As a reflection of the sound bath’s intentional uniqueness, the Choral Chameleon choir, which has never been tied to tradition, performed a nuanced version of traditional choir music. Choir music usually has religious connotations and is rooted in classical music — often making words hard to understand or lyrics overall unrelatable. Choral Chameleon, however, takes a different approach wherein its composers arrange pieces in the style of traditional choir music (i.e.: the style that makes a group of people’s voices sound like one big instrument) but adds lyrics drawn from contemporary music. This creative process allows the choir to blend with the sound bath instruments, as choir-members sang about love and connections to Earth and the inner-self. 

“The chorus played a variety of songs which helped foster a space of deep relaxation for me and others in the audience. I was struck by the palpable change in atmosphere after the final song was performed, like the audience was coming out of a trance,” said concert-goer Alex Stimpson ’23.5.

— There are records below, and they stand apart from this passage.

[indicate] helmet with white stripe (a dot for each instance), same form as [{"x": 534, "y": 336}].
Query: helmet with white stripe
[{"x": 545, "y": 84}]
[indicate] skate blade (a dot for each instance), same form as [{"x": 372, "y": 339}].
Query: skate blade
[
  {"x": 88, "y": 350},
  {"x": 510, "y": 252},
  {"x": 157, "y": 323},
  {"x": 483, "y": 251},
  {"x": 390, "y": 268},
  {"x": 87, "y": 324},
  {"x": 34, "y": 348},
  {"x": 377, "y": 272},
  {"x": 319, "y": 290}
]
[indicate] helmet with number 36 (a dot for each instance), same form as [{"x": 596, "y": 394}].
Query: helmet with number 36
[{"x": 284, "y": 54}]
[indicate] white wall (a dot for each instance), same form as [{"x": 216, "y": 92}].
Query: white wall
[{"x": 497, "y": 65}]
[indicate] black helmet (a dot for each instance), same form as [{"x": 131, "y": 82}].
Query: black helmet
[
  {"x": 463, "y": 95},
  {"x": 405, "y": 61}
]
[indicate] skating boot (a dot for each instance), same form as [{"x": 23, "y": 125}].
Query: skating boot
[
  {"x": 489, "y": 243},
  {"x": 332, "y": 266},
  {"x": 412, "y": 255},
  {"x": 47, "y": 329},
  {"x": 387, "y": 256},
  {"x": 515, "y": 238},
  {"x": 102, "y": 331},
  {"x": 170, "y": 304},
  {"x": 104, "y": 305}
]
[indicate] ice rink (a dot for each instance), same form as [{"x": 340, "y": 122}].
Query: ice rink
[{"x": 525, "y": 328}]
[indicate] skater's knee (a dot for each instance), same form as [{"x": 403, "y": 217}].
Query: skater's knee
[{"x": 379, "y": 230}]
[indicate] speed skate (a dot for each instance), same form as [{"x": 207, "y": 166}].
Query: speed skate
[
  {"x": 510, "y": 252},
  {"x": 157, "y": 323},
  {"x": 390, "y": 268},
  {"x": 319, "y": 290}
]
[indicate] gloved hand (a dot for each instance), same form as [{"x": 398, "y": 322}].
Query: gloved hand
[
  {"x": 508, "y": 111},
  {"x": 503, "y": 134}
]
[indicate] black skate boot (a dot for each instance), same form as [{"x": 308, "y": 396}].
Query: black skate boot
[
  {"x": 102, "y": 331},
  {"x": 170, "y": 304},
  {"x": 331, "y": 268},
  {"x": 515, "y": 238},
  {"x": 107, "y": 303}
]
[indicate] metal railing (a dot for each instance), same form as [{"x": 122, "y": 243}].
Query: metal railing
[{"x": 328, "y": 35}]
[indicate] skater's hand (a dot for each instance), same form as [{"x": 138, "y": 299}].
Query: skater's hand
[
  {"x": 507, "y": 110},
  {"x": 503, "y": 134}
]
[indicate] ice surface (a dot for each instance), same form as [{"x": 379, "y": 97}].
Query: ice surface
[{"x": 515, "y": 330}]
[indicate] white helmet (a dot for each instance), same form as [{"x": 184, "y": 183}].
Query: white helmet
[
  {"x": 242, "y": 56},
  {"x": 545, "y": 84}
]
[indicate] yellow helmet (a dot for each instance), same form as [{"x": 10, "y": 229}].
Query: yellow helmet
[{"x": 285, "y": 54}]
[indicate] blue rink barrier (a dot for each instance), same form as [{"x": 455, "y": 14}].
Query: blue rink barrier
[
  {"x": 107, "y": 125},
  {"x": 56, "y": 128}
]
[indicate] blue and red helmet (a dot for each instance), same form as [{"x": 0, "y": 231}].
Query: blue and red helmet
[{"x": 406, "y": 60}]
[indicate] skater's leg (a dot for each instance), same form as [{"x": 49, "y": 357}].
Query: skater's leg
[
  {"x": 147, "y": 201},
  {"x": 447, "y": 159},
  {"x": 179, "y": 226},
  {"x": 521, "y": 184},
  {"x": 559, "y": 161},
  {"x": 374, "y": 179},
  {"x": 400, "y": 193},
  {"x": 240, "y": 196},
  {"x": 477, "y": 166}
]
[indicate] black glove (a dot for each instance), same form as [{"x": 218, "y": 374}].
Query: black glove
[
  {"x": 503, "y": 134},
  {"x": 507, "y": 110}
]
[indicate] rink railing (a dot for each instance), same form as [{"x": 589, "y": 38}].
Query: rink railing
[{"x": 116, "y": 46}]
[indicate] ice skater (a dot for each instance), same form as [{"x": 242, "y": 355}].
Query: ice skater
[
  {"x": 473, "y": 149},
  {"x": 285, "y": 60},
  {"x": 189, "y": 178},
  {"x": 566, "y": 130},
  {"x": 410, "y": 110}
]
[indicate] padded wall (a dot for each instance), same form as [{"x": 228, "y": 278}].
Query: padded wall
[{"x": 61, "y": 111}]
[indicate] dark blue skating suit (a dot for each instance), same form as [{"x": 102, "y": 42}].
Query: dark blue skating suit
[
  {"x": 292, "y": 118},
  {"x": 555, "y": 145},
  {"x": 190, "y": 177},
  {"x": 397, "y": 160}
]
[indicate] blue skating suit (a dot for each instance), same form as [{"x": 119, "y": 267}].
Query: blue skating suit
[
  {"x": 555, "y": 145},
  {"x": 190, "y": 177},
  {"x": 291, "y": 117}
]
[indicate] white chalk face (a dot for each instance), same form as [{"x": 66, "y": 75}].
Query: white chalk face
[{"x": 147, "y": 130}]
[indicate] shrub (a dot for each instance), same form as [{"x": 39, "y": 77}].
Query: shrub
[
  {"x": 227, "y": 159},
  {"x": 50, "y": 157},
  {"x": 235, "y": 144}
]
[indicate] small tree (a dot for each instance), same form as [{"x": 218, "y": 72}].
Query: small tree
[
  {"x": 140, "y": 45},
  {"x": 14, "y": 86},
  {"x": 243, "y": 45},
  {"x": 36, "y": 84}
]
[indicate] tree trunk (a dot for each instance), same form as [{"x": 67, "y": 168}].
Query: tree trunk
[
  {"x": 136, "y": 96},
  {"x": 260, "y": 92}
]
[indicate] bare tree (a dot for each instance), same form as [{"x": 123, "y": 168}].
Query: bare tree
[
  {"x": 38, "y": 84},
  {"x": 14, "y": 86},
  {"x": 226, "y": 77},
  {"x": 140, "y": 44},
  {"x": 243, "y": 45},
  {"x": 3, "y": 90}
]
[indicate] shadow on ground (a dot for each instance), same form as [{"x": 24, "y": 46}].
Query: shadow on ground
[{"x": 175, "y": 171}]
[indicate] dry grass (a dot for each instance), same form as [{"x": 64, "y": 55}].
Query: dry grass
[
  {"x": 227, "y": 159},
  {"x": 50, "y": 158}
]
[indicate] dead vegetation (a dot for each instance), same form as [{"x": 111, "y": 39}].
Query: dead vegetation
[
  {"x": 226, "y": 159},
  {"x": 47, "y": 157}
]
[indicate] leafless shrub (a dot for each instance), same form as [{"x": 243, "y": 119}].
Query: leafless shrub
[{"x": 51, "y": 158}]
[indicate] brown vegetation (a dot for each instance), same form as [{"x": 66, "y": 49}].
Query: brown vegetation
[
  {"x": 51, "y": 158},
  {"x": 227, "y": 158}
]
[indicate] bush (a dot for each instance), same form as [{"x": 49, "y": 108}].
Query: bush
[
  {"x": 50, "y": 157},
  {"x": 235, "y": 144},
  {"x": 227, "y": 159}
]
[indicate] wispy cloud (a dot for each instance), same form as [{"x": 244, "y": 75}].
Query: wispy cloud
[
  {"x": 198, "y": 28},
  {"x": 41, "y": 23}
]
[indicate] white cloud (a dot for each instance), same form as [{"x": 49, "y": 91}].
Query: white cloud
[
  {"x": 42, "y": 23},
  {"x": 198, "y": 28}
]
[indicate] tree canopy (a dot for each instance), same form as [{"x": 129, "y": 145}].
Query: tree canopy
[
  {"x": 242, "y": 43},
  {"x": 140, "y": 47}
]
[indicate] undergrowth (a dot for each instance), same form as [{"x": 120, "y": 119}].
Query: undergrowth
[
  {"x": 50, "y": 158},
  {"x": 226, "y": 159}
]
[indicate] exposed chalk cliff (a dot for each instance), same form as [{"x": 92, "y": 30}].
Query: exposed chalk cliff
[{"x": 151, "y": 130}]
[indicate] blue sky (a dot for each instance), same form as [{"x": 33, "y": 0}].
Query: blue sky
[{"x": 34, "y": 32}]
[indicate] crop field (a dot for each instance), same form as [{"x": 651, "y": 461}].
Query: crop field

When asked if it was their first sound bath, at least three-quarters of the audience raised their hands. Despite fears of falling asleep, by the end of the show it was clear that everyone in the room had been emotionally moved. The performance ended with audience-members taking off their eye masks and being asked to say “ahh” all together three times. And while each chant was moving, the final chant came with the request that each person let out whatever stress or energy they had brought with them, and, without any of the usual “I can’t hear you”s that come with the awkwardness of audience participation, everybody sang out together for about 60 seconds. 

“This is not just a musical performance, it’s a transformance. When you receive sound healing in a sound bath, you don’t just listen to it with your ears, every cell in your body is receiving vibrations and frequency… We know from science that every time you give your nervous system the opportunity to switch from ‘flight or fight’ to ‘rest and restore,’ you are giving your body the ability to do what it does naturally, which is finally come to a state of balance,” sound healer Isabelle Pierre-Emile said.

The uniqueness of this performance and the way that the audience was expected to receive it were reasons that Director for the Performing Arts Series Allison Coyne Caroll was so excited to host the choir. “Choral Chameleon is a really forward-thinking ensemble. And now that the [performing arts] series is in its second century, it’s a nice energy to have an ensemble here that is really looking toward the future,” Coyne Caroll said. 

Though it may sound quite daunting to attend a 90-minute performance blindfolded, this joint effort by Choral Chameleon and Bloom was not to be missed — and would have been nearly impossible to doze off to. The sounds of the healing instruments were relaxing and the choir enveloped the crowd in a communal and loving experience that was only added to by the talent of the performers. 

“This experience is an opportunity for everyone to reconnect with themselves and reconnect with everyone in the room. So much of what we’re missing right now is community, and specifically healing from the last few years in community, together again,” reflected Bloom sound healer and Choral Chameleon member Molly Rabuffo. 

And if this article has made you regret having missed such a relaxing and moving show — not to worry! Choral Chameleon will be returning for a residency with the Middlebury Choir come spring 2023, and though they will not be accompanied by Bloom, there is no doubt that their performances will be both talent-infused and musically unique.